We have no choice but to live with our lack of sunshine, but the soil question was another matter entirely. No one can afford to neglect the soil in their garden: we did, in our first year, and nothing worked. So now we try to improve it, which usually means replacing what we found here with something we buy at a shop. We don’t drive, and the nearest garden centre is a twenty-minute walk away, so the improvement process has been gradual: one or two ten-litre bags at a time. Last fall we bought a small composter: one can get any number of different sizes, and the one we decided on would fit comfortably on an apartment balcony. The illustration on this page shows where we decided to make planting beds: each one catches at least a few hours of sunshine every day. The fences enclosing this lot are made of cinderblocks, and chemicals leaching from them tend to make the soil more alkali. Our area’s natural soil is a kind of red clay: rock hard and thoroughly waterlogged. We run into it about thirty centimetres below the topsoil. Our neighbour to the south tells us that there used to be a small pond in our front garden; it reappears every time it rains heavily. I suspect this means that we also suffer from poor drainage.

The tone of all our garden books suggests that everyone who has a garden outside the land of Cockaigne can produce a catalogue of problems at least as long as this one, so we are not discouraged. For all practical purposes, we have a shady container garden: even the planting beds are like big containers resting on a layer of inorganic material. Many different things grow well in pots, and it turns out that plastic and terracotta both are reasonably priced, even in Japan. If we were more ambitious, we could even try moving pots around to catch the sun at different times of the day. It seems, though, that the best thing to do when laying out a garden is to try to make spaces where a variety of things can stay put with only occasional intervention.

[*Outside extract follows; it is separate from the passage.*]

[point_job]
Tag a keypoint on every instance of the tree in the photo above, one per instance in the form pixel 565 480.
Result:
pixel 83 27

The pages ‘Seasons in the Shady Garden’, also in this section, describe which plants and techniques enjoyed success under the conditions I describe here. It turns out that the most important lesson to learn in the early stages of setting up a garden is to be patient, and to buy a comfortable shovel. The classic shape is the best: one with a good, solid handle grip, a triangular blade, and a lip at the top of the blade so your foot can help give you more digging power. Other essentials include a mesh bottomed soil sifter, preferably one with a selection of different interchangeable mesh attachments, a basic garden tool set with a hand trowel and fork, and a selection of buckets and heavy, dark plastic bags for soil mixing.

These are the tools required for keeping things in. To keep things out, particularly cats, we suggest lots and lots of plastic spikes: we buy them in square interlocking sheets with an anchor spike on one side. Eventually the cats learn to leave a spiked planting bed alone, except when they get desperate or adventurous. Insects are impossible to keep out, but in a small space like ours it is possible to pick them up and toss them away. Crazy as it may sound, disposable chopsticks – ‘waribashi’ here in Japan – are best for plucking caterpillars and similar slow, crawly things off the plants. With sufficient training, you can even use them to catch grasshoppers. This also demonstrates that gardens are highly effective at giving rise to a particular kind of madness.